James Salter

écrivain américain (1925-2015)

James Salter, né James Arnold Horowitz le 10 juin 1925 à Passaic dans le New Jersey et mort le 19 juin 2015 à Sag Harbor dans l'État de New York, est un écrivain américain.

James Salter


Pour la gloire (The hunters), 1957 modifier

– Oui bien sûr, il était un peu au dessus de la moyenne comme pilote, aussi.
– Oh sûrement. C’était un bon. L’important cependant c’est cette petite once de courage et de fierté qu’il avait en plus. C’est ça qui fait la différence.
– Je suppose.
– « J’en suis convaincu », affirma Imil. Il s’interrompit un moment puis : « Parfois ceux qui possèdent ça ne sont pas conscients de l’importance qu’ils ont, ils ne se rendent pas compte que tout dépend du fait d’avoir assez d’hommes de leur trempe, avec juste ce petit extra. Sérieusement , Cleve. »
– Oui Sir.

  • Pour la gloire, James Salter (trad. Philippe Garnier), éd. Édition de l'Olivier, 2015  (ISBN 978-2-87929-832-0), p. 153


C’était comme quitter un amour de longue date. Il y avait tellement plus qu’il ne pourrait jamais se le rappeler. Il observa le bout de terre de la taille d’une main qui avait défilé si lentement sous lui, toutes les autres fois. A présent il semblait la survoler à grande vitesse, comme à contre-courant du temps. Les rubans de route couleur ocre, les plateaux et les villages défilaient rapidement sous l’aile, hors de vue. Il était accablé de tristesse, d’une tristesse captive. C’était son adieu. Il se tortilla sur le siège pour regarder derrière lui, pour voir une dernière fois le fleuve dans le coin flou de son champs de vision, le silencieux et boueux Yalou. Il était déjà loin derrière et s’éloignait encore plus à chaque minute, un reflet languide parmi les collines et les plaines. Il n'en avait jamais entendu parler avant de venir, et une distance de plusieurs mille à la verticale l’en avait toujours au moins séparé, pourtant il avait le sentiment de le connaître aussi bien qu’une rue familière — ses bases de boue et son large estuaire, ses ponts, ses villes, ses rives nues, ses îlots, et la façon solitaire dont il apparaissait de l’intérieur des terres.
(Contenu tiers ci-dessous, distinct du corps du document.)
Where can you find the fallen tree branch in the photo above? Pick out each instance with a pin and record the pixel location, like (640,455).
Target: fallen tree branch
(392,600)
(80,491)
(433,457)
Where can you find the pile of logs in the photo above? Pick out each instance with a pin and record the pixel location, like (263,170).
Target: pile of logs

Il lui paraissait incroyable de ne plus jamais le revoir.

  • Pour la gloire, James Salter (trad. Philippe Garnier), éd. Édition de l'Olivier, 2015  (ISBN 978-2-87929-832-0), p. 194


Vous viviez et mourriez seul, en particulier dans une unité de chasse. Pilotes de chasse. En dépit de tout, cependant, ce mot n’était pas devenu vide de sens. Vous vous glissiez dans le creux du cockpit, attachiez les sangles et vous branchiez dans la machine. La verrière se refermait et vous isolait du monde. Votre oxygène, votre propre souffle, vous les emportiez dans un vide glacial, dans une bouteille en acier. Si vous vouliez parler, vous utilisiez la radio. Vous étiez aussi isolé qu’un plongeur sous l’eau, sauf que vous vous éleviez dans le néant, au lieu d’y descendre. Vous étiez accompagné. Ils volaient avec vous en formations héraldiques et combattaient à vos côtés, parfois avec talent, toujours au moins deux appareils ensemble, mais en réalité, ils ne vous aidaient en rien. Vous étiez seul. Au bout du compte, il n’y avait personne que vous pouviez toucher. Vous pouviez appeler, comme ce type qu’il avait entendu crier, un jour, en s’écrasant, une imploration à faire pitié, « Oh Jésus », mais vous toucher, ça, ils ne le pouvaient pas.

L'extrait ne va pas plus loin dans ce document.